ABSTRACT
In this article, we discuss a real-life problem and its statistical solution via an interesting application of sequential analysis. First we describe the scenario. Early in the winter, one of the authors experienced problems with his home-heating system and thought that it might need replacement. At a local plumbing, heating and air-conditioning superstore, he was advised to look into the possibility that his homeinsulation might not be functioning properly, particularly since the house was more than three decades old. Asked what might be a good indicator of the effectiveness of insulation, the store personnel suggested that one should check whether the indoor temperature was being affected significantly by the outdoor temperature. In other words, if the indoor temperature on a snowy and blustery day was significantly lower than that on a warmer day after the heating system stayed on for the same duration, starting from the same base temperature, it might mean
that the house needed better insulation.

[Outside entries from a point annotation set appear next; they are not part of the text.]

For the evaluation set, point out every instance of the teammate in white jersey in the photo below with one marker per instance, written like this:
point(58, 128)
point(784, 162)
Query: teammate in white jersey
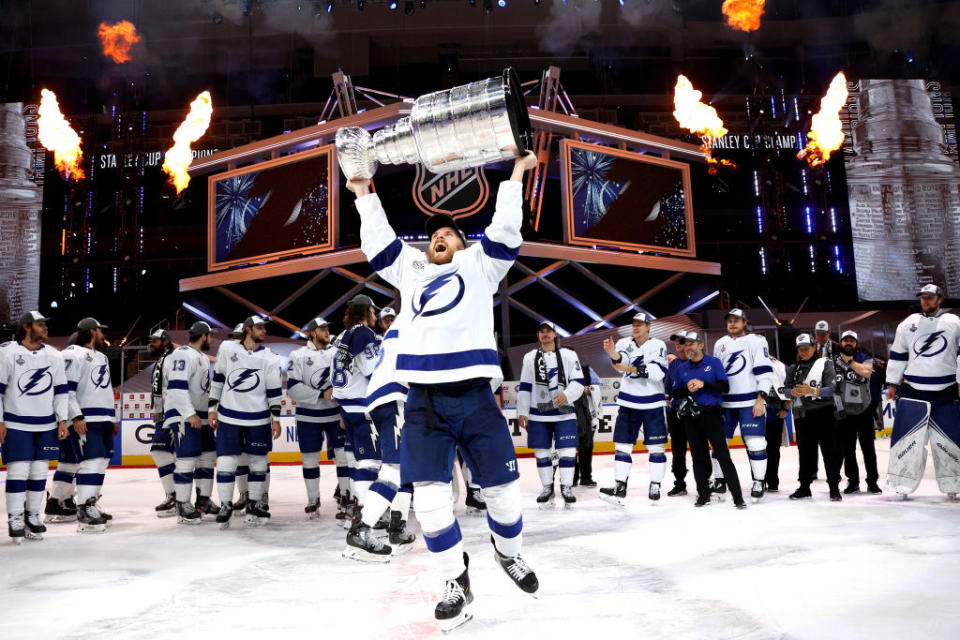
point(245, 413)
point(185, 402)
point(91, 408)
point(642, 404)
point(161, 447)
point(551, 380)
point(923, 373)
point(33, 414)
point(448, 357)
point(309, 386)
point(746, 359)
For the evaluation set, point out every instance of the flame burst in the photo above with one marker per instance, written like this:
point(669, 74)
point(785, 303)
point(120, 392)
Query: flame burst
point(58, 136)
point(826, 132)
point(699, 118)
point(117, 40)
point(179, 156)
point(743, 14)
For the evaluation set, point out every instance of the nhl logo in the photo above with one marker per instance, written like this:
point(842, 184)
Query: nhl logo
point(457, 193)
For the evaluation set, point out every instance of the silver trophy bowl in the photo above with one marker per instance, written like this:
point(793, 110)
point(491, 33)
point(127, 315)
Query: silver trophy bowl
point(460, 128)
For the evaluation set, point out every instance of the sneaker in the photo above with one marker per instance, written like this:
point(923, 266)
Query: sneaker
point(654, 492)
point(677, 491)
point(167, 508)
point(450, 611)
point(517, 569)
point(188, 514)
point(362, 545)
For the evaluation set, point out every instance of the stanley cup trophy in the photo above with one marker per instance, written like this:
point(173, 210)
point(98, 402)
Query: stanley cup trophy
point(459, 128)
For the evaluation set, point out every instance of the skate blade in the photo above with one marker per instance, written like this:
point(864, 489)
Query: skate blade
point(447, 626)
point(59, 519)
point(618, 502)
point(352, 553)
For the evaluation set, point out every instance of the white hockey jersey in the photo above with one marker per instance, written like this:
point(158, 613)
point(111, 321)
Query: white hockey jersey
point(246, 384)
point(383, 386)
point(360, 347)
point(187, 372)
point(33, 388)
point(308, 377)
point(637, 392)
point(527, 405)
point(747, 362)
point(450, 334)
point(926, 352)
point(89, 385)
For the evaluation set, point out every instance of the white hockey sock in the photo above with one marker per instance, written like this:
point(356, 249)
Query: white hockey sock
point(311, 474)
point(381, 494)
point(568, 464)
point(757, 452)
point(164, 461)
point(622, 459)
point(17, 473)
point(441, 533)
point(63, 479)
point(658, 461)
point(226, 477)
point(203, 473)
point(401, 502)
point(504, 516)
point(36, 483)
point(544, 467)
point(183, 478)
point(258, 476)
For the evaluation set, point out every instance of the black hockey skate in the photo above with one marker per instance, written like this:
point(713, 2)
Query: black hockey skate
point(256, 514)
point(313, 509)
point(224, 515)
point(654, 491)
point(362, 545)
point(166, 509)
point(615, 495)
point(401, 540)
point(517, 570)
point(35, 528)
point(60, 510)
point(451, 610)
point(89, 518)
point(188, 514)
point(568, 498)
point(476, 505)
point(15, 528)
point(545, 499)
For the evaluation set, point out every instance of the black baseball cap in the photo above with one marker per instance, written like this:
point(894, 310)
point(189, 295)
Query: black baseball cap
point(441, 220)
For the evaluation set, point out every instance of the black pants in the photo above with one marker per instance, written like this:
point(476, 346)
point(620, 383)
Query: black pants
point(815, 428)
point(774, 441)
point(704, 432)
point(678, 448)
point(858, 427)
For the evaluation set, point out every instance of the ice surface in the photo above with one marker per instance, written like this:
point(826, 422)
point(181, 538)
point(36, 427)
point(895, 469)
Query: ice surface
point(869, 567)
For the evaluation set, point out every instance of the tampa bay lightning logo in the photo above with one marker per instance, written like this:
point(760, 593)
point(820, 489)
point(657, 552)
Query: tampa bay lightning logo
point(446, 296)
point(736, 363)
point(100, 377)
point(35, 382)
point(319, 378)
point(930, 345)
point(243, 380)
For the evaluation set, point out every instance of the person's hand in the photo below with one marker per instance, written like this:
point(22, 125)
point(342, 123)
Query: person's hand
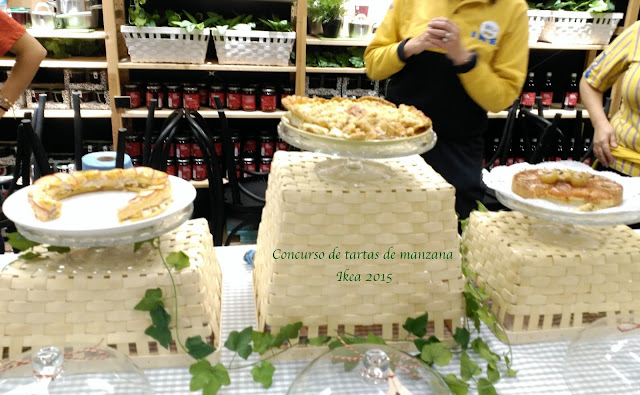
point(604, 139)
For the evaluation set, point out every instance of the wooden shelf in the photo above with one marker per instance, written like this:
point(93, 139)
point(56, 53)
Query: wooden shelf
point(206, 113)
point(336, 70)
point(70, 63)
point(211, 65)
point(51, 113)
point(86, 34)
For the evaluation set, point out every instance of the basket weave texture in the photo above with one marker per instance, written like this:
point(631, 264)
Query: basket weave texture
point(254, 47)
point(411, 212)
point(576, 28)
point(165, 44)
point(41, 305)
point(544, 292)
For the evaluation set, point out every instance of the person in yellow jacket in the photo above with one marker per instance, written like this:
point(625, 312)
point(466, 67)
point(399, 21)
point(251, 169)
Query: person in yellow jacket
point(454, 60)
point(616, 143)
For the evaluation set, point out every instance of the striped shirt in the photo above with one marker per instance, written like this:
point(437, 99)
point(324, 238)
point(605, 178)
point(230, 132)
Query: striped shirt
point(622, 56)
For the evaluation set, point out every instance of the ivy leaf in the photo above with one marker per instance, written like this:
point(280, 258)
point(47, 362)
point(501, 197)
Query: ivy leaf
point(160, 328)
point(457, 386)
point(59, 250)
point(152, 299)
point(261, 341)
point(437, 353)
point(486, 388)
point(239, 342)
point(417, 326)
point(19, 242)
point(263, 373)
point(178, 260)
point(208, 378)
point(468, 368)
point(197, 348)
point(462, 337)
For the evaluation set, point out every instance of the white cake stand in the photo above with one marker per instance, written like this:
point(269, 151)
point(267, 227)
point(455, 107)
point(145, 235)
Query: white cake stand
point(350, 165)
point(559, 225)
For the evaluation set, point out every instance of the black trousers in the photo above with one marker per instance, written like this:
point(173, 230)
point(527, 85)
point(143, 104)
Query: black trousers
point(460, 163)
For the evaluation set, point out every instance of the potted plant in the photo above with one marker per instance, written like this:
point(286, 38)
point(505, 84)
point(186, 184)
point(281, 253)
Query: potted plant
point(330, 13)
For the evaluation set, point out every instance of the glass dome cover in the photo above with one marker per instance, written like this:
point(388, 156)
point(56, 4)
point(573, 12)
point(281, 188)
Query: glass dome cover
point(78, 370)
point(366, 369)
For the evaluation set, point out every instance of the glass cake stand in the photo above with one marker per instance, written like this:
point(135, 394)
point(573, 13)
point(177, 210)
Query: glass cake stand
point(351, 166)
point(559, 221)
point(89, 221)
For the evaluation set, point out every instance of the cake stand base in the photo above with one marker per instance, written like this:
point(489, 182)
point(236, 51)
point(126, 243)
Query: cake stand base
point(353, 172)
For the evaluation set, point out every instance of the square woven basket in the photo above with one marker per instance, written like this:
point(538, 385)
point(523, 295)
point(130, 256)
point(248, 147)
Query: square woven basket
point(542, 292)
point(165, 44)
point(254, 47)
point(41, 305)
point(580, 28)
point(411, 212)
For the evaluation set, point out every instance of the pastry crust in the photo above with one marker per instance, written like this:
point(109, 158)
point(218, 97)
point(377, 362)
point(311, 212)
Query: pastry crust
point(365, 118)
point(586, 190)
point(153, 187)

The author was intrigued and thus began the data-collection phase of the present study. Over a period of nearly three months, both indoor and outdoor temperatures (0F) were recorded once or twice a day with a handheld thermometer. Before recording the indoor temperature, the heating system would be turned off until the room-temperature dropped to 68°F (20°C) and then the heating system would be turned back on and kept running for nearly 3 hours. Meanwhile, the outdoor temperature at the midpoint of a three-hour interval would be measured using the same thermometer. Here is the resulting dataset:
Table 8.1.1: The Temperature Dataset
In Out In Out In Out In Out In Out
76.0 37.9 76.0 40.5 75.0 34.0 72.0 39.0 74.2 29.2 79.5 40.5 73.0 42.0 78.0 39.5 76.0 36.4 75.3 31.8 77.0 35.0 71.5 29.0 69.0 26.0 73.5 37.0 76.5 33.1 73.5 34.0 77.8 37.0 74.0 35.0 75.6 32.3 74.5 30.5 71.0 26.5 75.6 38.5 77.7 37.0 74.9 39.0 72.8 28.8 75.5 36.5 71.0 26.4 76.5 35.8 69.5 24.5 72.6 28.5 71.8 22.0 76.0 32.0 73.5 28.0 74.2 31.5 75.0 30.1 69.5 22.0 73.0 28.0 71.0 28.0 74.0 30.0 75.6 30.8 74.5 37.0 79.6 44.5 75.0 39.1 78.5 38.5 76.2 32.0 75.0 34.0 72.3 36.2 72.2 24.0 72.2 30.5 75.2 30.5 71.5 28.0 74.0 33.5 72.2 26.5 70.5 23.5 74.3 29.1 78.0 40.5 71.0 25.0 72.8 29.5 71.5 26.5 72.5 27.8 77.2 34.5 70.3 25.7 71.8 29.0 73.0 28.6. 72.8 28.5 69.7 25.0 69.5 23.2 73.1 26.5 75.0 28.0 73.6 29.0 75.8 30.4 75.5 30.0 76.6 32.0 73.4 29.2 73.4 28.7 72.8 28.0 73.0 28.0 74.8 29.5 75.3 30.8 76.1 32.2 75.9 32.1 75.9 32.0 76.0 33.5 77.0 34.4 76.5 32.8 76.8 33.5 77.0 34.0 74.5 31.7 77.6 35.1 78.0 37.1 74.8 34.1 74.1 33.6 73.8 33.0 73.8 32.8 73.4 32.2
Each day, temperatures were recorded either in the morning (outdoor around 7:30 A.M., indoor around 9:00 A.M.) or in the afternoon (outdoor around 3:00 P.M., indoor around 4:30 P.M.). Obviously, what we had in mind was a regression with the indoor temperature as the response variable (Y) and the outdoor temperature as the regressor (X). Under a regression setup, we might want to test a hypothesis that the slope is not zero. However, a confidence interval for the slope would
be more useful. Such a confidence interval would serve not only as a tool for carrying out the hypothesis test, it would actually give us an idea as to how steeply the indoor temperature rises or falls with a unit change in the outdoor temperature. For example, if a 95% confidence interval for the slope turned out to be (3.0°F, 4.5°F), it would be a more serious concern to a homeowner than a 95% interval such as (0.3°F, 1.3°F). So, we decided to construct a confidence interval rather than performing a hypothesis test. In any case, both variables X and Y were measured with errors, since the thermometer used was not digital and was calibrated only to show whole-number temperature readings. That is, a temperature reading of, say, 79.5°F is only an eyeball approximation. So, a simple linear regression model with errors in variables (EIV) would be more appropriate rather than an ordinary regression model.